Blockchain is an even better example of the financial industry’s chaotic ‘quantum world’. It feels directionless, void of any clear standards and rules. Despite all of the hype and attention, however, blockchain’s disruptive potential has not been realized in real life so far. There are still key questions galore. Which blockchain platform to choose? Are the empirics behind the various consensus ‘recipes’ trustworthy enough and mathematically provable? How do we deal with inherent scalability challenges for real-time payments?

It should be obvious by now, that the two worlds of payments – traditional and innovation – do not seem very compatible.

How To Move Forward?

The good news is that standardization in the payments space is not limited by our ability to understand unpredictable laws of the subatomic world, but purely by the willingness of all involved players to collaborate and create necessary standards. Nimble FinTechs may feel they are more adept to play in chaotic ‘innovation’ space, but it is in their best interest to realize, as soon as possible, that they shall enable their offerings for easy integration with the incumbents, in order to be seriously considered as partners. Incumbents, on the other hand, can’t keep protecting their current business models forever, and shall become open-minded toward emerging payment innovations.

The upcoming W3C Web Payments framework will enable merchants to integrate only with one standard API for initiation of online payments and eliminate the current “Nascar of pay buttons” on their checkout pages, each involving costly integration with a different set of APIs. It also gives innovative financial institutions a chance to establish themselves as natural providers of online payment apps for their current customers, without sign-up friction. Will both merchants and financial institutions recognize the potential?

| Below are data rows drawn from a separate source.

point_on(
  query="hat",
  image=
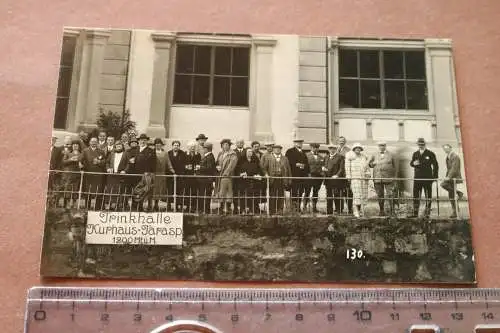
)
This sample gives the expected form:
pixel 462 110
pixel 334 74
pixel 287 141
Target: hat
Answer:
pixel 357 145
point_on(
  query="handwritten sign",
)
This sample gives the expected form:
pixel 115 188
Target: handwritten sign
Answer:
pixel 134 228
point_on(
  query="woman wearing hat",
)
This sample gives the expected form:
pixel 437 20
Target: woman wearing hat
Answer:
pixel 226 165
pixel 357 172
pixel 163 166
pixel 71 177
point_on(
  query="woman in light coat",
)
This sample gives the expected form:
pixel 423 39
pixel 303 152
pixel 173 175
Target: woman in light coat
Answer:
pixel 358 172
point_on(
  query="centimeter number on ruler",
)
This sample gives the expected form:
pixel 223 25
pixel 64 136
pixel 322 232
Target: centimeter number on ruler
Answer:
pixel 266 310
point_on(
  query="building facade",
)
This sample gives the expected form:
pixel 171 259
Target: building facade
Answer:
pixel 262 87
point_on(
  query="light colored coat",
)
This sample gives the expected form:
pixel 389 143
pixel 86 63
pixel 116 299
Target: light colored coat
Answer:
pixel 384 166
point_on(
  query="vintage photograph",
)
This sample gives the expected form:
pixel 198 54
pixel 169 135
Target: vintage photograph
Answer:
pixel 251 157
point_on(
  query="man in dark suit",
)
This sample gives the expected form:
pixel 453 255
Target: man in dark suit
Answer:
pixel 178 159
pixel 426 172
pixel 238 191
pixel 316 162
pixel 93 160
pixel 299 166
pixel 116 166
pixel 453 177
pixel 207 168
pixel 335 180
pixel 144 163
pixel 190 190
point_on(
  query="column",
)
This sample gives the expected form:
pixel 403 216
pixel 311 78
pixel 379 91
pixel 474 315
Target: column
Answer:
pixel 262 88
pixel 71 122
pixel 87 105
pixel 160 104
pixel 333 91
pixel 441 86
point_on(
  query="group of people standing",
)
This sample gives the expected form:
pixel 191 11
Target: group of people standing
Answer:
pixel 241 178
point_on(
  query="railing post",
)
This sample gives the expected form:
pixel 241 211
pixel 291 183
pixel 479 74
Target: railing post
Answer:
pixel 80 190
pixel 455 196
pixel 175 193
pixel 268 196
pixel 437 196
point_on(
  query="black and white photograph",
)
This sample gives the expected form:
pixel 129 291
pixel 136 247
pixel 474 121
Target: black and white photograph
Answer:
pixel 256 157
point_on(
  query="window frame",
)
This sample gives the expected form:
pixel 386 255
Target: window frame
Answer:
pixel 214 40
pixel 68 34
pixel 376 45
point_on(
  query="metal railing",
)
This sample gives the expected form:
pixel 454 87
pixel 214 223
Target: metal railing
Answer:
pixel 256 195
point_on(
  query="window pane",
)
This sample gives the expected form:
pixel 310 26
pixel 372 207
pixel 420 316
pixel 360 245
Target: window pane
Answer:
pixel 393 65
pixel 222 61
pixel 68 51
pixel 370 94
pixel 369 64
pixel 394 95
pixel 417 95
pixel 61 113
pixel 239 91
pixel 241 61
pixel 201 90
pixel 202 57
pixel 64 84
pixel 182 89
pixel 415 65
pixel 221 90
pixel 348 93
pixel 348 63
pixel 184 59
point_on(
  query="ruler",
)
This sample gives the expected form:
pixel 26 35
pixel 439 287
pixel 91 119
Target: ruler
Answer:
pixel 145 310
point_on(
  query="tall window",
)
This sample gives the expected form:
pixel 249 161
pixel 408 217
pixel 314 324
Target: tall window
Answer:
pixel 382 79
pixel 64 85
pixel 212 75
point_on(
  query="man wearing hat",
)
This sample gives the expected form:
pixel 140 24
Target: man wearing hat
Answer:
pixel 268 153
pixel 200 140
pixel 190 184
pixel 343 149
pixel 277 167
pixel 163 168
pixel 453 177
pixel 237 190
pixel 144 163
pixel 256 149
pixel 335 182
pixel 205 183
pixel 226 165
pixel 94 162
pixel 116 166
pixel 384 167
pixel 426 169
pixel 299 166
pixel 316 163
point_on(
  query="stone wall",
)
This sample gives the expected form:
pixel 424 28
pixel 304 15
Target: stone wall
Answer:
pixel 278 249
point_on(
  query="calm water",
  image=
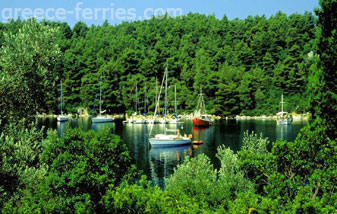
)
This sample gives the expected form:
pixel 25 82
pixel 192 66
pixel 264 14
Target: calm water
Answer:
pixel 159 163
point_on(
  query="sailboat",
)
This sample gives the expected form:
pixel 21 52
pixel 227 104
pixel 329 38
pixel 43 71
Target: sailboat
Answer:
pixel 175 118
pixel 283 118
pixel 61 117
pixel 164 140
pixel 101 118
pixel 200 115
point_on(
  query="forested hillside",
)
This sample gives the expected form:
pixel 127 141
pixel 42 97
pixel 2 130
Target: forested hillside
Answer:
pixel 243 66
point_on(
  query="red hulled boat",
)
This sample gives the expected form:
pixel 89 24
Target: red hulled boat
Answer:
pixel 202 121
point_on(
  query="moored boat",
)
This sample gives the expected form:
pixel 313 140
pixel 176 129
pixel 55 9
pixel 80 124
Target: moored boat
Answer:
pixel 165 141
pixel 101 118
pixel 203 120
pixel 283 118
pixel 200 115
pixel 61 117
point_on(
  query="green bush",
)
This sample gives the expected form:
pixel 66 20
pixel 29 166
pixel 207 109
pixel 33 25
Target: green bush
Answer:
pixel 20 150
pixel 81 166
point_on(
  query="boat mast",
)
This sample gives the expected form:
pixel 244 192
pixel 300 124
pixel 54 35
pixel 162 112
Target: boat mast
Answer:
pixel 100 96
pixel 166 71
pixel 175 98
pixel 145 100
pixel 136 98
pixel 61 99
pixel 282 103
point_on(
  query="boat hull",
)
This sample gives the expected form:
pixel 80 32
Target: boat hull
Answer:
pixel 284 122
pixel 102 120
pixel 201 122
pixel 166 143
pixel 62 118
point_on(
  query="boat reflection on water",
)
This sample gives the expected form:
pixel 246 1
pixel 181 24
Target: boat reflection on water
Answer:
pixel 164 160
pixel 98 126
pixel 60 127
pixel 284 132
pixel 204 134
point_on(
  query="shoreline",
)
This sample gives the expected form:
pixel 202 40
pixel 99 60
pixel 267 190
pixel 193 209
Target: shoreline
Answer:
pixel 296 117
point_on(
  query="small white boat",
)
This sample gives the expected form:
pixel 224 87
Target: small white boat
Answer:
pixel 62 117
pixel 283 118
pixel 164 141
pixel 102 119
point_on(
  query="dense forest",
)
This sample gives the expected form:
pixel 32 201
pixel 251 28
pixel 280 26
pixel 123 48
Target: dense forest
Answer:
pixel 93 172
pixel 242 66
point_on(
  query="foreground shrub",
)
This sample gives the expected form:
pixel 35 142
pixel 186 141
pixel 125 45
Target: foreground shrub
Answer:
pixel 20 149
pixel 81 166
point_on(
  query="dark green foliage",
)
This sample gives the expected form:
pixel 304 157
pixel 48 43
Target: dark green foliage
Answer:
pixel 28 69
pixel 80 167
pixel 243 66
pixel 324 98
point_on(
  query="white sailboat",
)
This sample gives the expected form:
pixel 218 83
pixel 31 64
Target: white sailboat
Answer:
pixel 175 119
pixel 164 140
pixel 101 118
pixel 61 117
pixel 283 118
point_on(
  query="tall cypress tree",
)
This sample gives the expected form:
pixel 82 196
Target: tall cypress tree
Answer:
pixel 324 100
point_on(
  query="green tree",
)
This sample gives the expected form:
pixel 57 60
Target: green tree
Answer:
pixel 28 74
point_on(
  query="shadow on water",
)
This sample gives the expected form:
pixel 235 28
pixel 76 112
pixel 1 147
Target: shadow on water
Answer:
pixel 158 164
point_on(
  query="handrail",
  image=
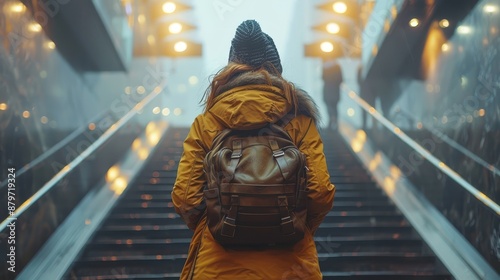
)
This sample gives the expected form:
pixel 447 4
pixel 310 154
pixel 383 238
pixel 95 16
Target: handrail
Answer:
pixel 423 152
pixel 458 147
pixel 50 151
pixel 86 153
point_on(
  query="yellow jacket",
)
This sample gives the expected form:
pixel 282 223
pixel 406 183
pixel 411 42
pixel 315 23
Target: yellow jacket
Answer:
pixel 249 102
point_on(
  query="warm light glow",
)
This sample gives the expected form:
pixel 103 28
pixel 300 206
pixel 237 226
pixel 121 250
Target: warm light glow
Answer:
pixel 326 47
pixel 136 144
pixel 17 8
pixel 180 46
pixel 463 29
pixel 165 111
pixel 333 28
pixel 444 23
pixel 35 27
pixel 339 7
pixel 175 28
pixel 350 112
pixel 51 45
pixel 490 9
pixel 169 7
pixel 414 22
pixel 445 47
pixel 151 40
pixel 119 185
pixel 113 173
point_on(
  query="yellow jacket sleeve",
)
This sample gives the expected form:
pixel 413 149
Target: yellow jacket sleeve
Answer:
pixel 320 190
pixel 187 194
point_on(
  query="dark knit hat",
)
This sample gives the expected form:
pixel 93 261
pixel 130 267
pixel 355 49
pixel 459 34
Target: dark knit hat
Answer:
pixel 253 47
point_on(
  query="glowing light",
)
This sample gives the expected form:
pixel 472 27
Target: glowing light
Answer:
pixel 445 47
pixel 175 28
pixel 113 173
pixel 180 46
pixel 444 23
pixel 35 27
pixel 414 22
pixel 51 45
pixel 151 39
pixel 17 8
pixel 119 185
pixel 326 47
pixel 490 9
pixel 339 7
pixel 463 29
pixel 136 144
pixel 350 112
pixel 165 111
pixel 169 7
pixel 153 138
pixel 333 28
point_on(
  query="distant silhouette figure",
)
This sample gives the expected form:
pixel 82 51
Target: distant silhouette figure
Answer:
pixel 332 78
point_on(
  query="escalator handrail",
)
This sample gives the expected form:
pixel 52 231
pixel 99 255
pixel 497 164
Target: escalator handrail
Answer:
pixel 457 146
pixel 422 151
pixel 80 158
pixel 50 151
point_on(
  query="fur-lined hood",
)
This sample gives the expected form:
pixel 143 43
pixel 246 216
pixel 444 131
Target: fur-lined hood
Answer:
pixel 252 100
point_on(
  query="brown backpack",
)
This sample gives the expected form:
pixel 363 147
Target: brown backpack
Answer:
pixel 256 193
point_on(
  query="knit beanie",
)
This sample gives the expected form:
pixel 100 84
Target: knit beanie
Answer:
pixel 253 47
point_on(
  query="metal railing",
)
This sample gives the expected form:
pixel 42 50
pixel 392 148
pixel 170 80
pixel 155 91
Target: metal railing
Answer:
pixel 79 159
pixel 423 152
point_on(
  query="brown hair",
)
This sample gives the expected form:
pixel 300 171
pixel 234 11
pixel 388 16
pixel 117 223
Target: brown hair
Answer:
pixel 232 70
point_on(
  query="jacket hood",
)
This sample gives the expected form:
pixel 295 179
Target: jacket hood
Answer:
pixel 251 100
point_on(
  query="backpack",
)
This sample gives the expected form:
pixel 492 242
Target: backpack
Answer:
pixel 256 187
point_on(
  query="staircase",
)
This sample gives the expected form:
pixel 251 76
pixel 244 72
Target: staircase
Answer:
pixel 363 237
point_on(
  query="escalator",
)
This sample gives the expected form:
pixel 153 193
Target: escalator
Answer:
pixel 363 237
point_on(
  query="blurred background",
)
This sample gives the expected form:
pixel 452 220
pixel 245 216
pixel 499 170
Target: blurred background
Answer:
pixel 81 81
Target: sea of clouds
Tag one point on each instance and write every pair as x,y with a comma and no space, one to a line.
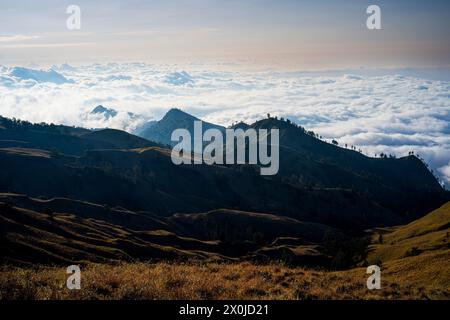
377,113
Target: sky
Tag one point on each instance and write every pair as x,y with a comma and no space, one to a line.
292,34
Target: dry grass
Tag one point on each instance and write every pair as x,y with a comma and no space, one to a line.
400,280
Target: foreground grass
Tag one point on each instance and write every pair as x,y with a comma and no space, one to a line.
402,279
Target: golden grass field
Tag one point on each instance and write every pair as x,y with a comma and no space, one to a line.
420,277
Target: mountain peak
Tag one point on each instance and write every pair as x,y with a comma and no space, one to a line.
178,113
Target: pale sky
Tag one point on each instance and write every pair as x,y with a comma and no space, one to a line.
295,34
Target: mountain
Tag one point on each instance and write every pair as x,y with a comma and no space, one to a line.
403,185
107,113
66,140
73,194
427,235
161,131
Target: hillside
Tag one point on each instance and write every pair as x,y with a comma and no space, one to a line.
57,231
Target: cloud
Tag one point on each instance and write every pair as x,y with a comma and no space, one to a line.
377,113
17,37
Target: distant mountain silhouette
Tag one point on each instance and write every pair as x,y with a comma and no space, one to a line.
161,131
127,186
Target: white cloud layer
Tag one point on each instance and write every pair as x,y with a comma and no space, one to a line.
391,113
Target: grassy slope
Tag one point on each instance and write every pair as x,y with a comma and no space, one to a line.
400,280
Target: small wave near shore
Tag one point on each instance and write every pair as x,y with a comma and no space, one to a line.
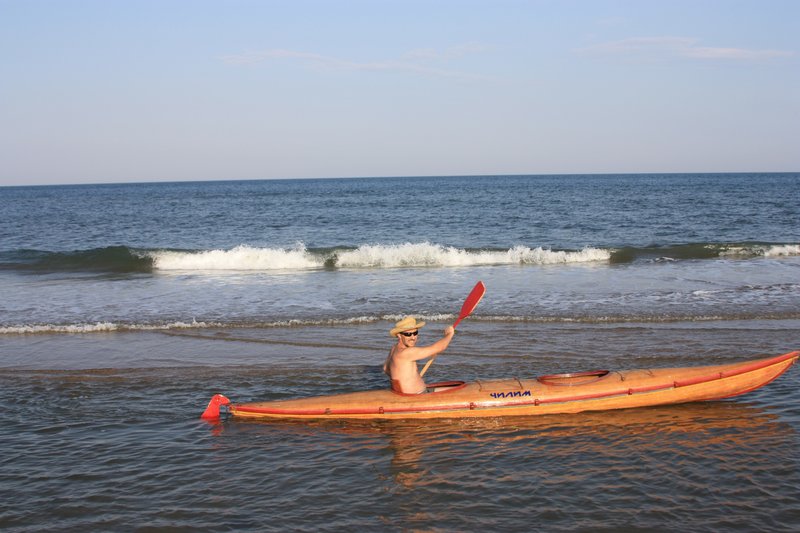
244,258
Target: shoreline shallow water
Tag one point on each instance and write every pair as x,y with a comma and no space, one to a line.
103,433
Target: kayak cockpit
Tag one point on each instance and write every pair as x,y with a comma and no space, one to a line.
437,388
573,379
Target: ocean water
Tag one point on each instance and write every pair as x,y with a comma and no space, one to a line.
123,308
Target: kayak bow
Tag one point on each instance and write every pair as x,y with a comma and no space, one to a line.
559,393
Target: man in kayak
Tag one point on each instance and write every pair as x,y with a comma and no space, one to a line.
401,365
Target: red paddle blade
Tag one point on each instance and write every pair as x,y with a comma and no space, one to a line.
471,302
212,411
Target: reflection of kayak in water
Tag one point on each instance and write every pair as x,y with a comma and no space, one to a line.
559,393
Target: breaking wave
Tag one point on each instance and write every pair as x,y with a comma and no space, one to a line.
123,259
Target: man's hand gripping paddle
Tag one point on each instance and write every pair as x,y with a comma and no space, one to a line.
469,306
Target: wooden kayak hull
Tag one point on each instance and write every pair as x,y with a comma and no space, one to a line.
561,393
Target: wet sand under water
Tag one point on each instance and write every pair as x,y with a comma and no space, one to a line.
102,433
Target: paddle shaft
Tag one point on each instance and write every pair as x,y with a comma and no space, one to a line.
469,306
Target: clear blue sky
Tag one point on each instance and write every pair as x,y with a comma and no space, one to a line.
138,90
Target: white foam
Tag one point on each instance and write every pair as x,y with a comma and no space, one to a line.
435,255
239,258
99,327
782,251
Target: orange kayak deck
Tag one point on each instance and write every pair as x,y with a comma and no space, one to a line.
560,393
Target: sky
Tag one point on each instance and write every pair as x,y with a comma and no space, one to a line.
172,90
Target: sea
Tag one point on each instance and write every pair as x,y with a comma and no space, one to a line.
125,307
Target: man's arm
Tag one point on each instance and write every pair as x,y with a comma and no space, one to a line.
423,352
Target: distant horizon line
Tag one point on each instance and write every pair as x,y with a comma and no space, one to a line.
417,176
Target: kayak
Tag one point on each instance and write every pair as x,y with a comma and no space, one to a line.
594,390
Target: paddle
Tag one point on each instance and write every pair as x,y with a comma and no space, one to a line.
469,306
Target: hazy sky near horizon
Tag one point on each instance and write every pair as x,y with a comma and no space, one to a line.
118,91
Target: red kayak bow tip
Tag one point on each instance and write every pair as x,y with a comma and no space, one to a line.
212,411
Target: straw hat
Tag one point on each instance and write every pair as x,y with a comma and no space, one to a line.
407,324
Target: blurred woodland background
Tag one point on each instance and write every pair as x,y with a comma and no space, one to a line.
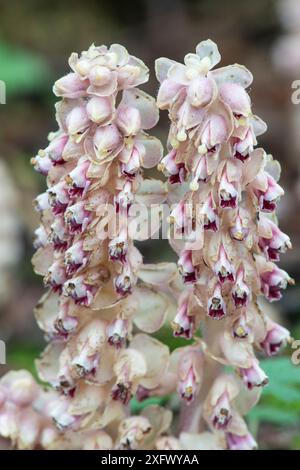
36,39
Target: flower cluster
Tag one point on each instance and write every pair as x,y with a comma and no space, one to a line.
103,303
93,162
230,241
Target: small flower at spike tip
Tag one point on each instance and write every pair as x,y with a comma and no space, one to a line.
190,373
253,376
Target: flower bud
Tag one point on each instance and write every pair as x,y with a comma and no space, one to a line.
99,109
58,197
253,376
77,179
240,293
77,217
223,269
276,337
183,324
186,267
227,193
117,333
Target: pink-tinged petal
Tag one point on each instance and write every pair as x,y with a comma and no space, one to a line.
183,324
202,441
151,191
145,105
236,74
151,150
119,53
258,125
277,336
107,141
201,91
208,49
156,357
162,67
42,259
128,120
167,93
253,376
253,166
132,74
77,120
100,109
236,98
216,308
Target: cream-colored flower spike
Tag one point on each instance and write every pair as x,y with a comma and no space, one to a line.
225,232
103,303
94,315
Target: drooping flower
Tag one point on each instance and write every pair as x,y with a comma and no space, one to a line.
233,190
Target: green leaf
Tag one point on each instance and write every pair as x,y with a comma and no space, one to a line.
22,71
137,406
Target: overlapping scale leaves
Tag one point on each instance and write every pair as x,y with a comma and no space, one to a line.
225,232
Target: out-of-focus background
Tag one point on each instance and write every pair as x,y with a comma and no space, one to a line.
36,39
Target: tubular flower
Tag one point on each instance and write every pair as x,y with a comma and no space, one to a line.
85,252
103,304
230,190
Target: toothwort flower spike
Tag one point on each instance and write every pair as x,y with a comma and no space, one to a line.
233,188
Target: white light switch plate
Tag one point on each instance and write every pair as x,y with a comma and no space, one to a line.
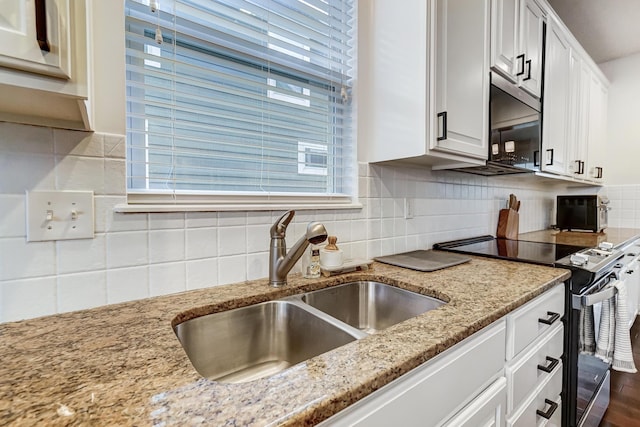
59,215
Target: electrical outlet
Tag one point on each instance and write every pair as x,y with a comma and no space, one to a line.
59,215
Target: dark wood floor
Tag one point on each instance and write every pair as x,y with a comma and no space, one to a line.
624,408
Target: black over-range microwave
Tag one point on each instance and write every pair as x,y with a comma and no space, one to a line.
582,212
515,124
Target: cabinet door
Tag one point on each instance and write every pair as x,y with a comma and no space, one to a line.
556,102
487,410
461,77
631,279
37,45
531,30
578,116
594,171
504,37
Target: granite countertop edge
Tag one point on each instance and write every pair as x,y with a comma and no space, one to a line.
122,364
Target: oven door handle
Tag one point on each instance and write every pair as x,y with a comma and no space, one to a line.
552,318
592,299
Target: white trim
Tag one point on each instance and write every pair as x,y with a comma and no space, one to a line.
194,202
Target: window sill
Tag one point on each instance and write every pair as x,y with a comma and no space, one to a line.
154,203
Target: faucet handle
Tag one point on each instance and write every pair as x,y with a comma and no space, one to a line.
280,226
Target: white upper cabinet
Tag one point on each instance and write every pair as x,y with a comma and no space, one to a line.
574,109
529,60
34,37
516,42
556,103
461,77
403,99
43,63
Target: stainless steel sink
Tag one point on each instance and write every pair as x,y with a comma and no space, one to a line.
260,340
256,341
370,306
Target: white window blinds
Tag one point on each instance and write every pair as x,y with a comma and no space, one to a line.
239,97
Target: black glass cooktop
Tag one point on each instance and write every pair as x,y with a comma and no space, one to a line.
518,250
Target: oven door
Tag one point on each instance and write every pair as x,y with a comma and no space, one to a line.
592,397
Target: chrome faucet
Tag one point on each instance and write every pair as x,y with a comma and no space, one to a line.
281,262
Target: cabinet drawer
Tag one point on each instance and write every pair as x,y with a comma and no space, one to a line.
533,319
485,410
530,368
545,398
433,392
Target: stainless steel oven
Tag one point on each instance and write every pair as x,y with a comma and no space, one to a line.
589,384
582,212
585,394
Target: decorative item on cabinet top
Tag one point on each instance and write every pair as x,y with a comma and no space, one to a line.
43,63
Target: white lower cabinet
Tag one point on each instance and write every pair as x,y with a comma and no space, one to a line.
486,410
543,407
535,345
434,392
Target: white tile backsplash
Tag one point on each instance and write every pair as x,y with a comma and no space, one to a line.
27,298
167,278
147,254
166,245
12,215
127,249
127,284
82,290
21,260
80,173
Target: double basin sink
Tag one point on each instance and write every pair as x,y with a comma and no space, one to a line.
260,340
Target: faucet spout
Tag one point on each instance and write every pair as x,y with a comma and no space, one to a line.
281,261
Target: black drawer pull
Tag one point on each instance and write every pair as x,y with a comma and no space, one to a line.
444,126
551,366
552,408
552,318
528,72
550,151
41,25
520,59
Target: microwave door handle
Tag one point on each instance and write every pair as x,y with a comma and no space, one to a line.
581,301
520,59
550,151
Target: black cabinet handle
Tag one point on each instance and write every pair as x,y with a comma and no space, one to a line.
549,413
550,150
444,126
41,25
578,171
551,319
520,59
528,71
551,366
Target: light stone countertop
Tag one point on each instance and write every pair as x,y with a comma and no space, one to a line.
122,364
618,236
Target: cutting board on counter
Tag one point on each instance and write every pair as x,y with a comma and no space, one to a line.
424,260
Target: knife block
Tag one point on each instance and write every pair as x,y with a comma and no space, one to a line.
508,223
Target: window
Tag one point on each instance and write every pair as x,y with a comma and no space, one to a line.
239,98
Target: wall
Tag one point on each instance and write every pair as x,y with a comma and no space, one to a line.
140,255
623,145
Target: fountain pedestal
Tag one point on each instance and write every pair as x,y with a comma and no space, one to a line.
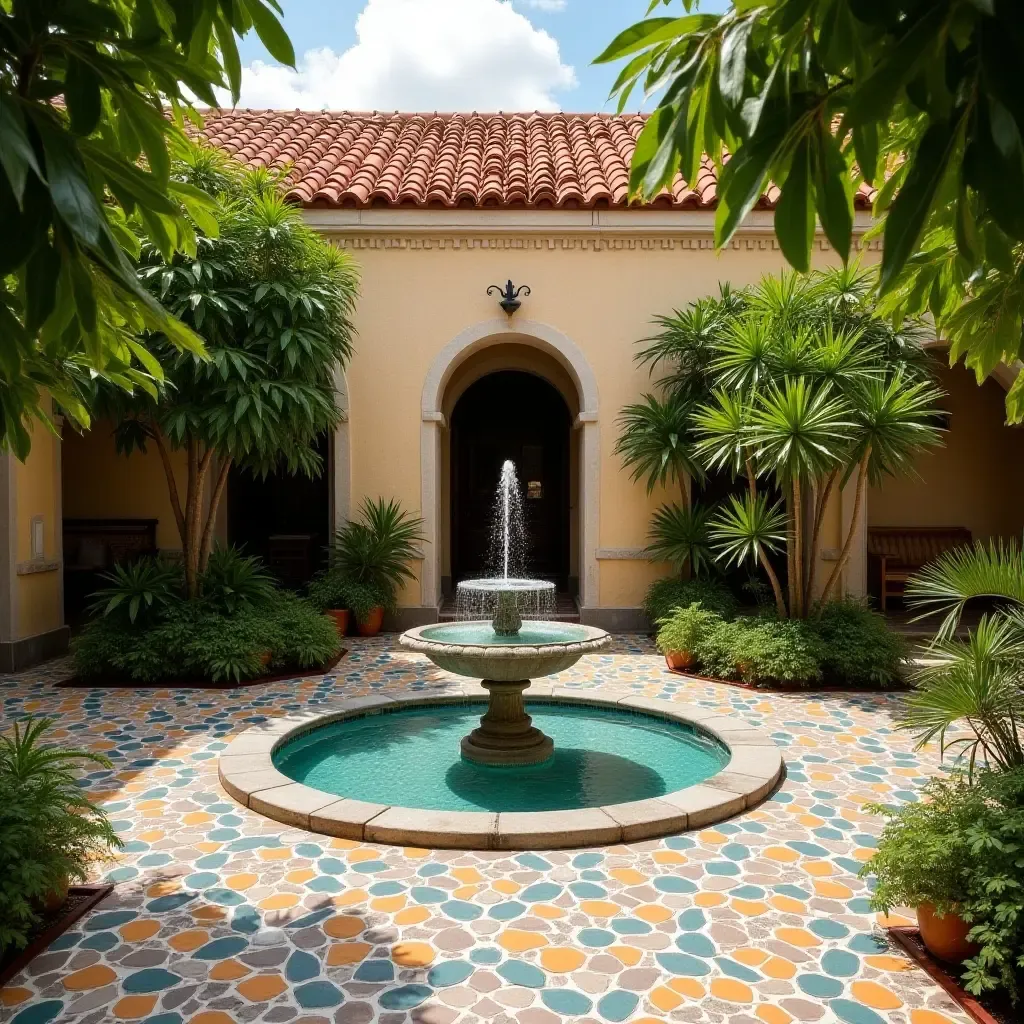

In the blockchain space, FinTechs must recognize that lack of standards, lack of clarity on the underlying consensus mechanisms and lack of scalability for real-time payments seriously impedes the adoption of their incompatible platforms. In my opinion, the set of common industry-standard APIs for blockchain is long overdue and must become the next biggest priority for the blockchain community.

These are just some of the examples of how standardization could enable rapid innovation. I am very enthusiastic and personally looking forward to the quest for the much needed “theory of everything” for every amazing sub-field of payments.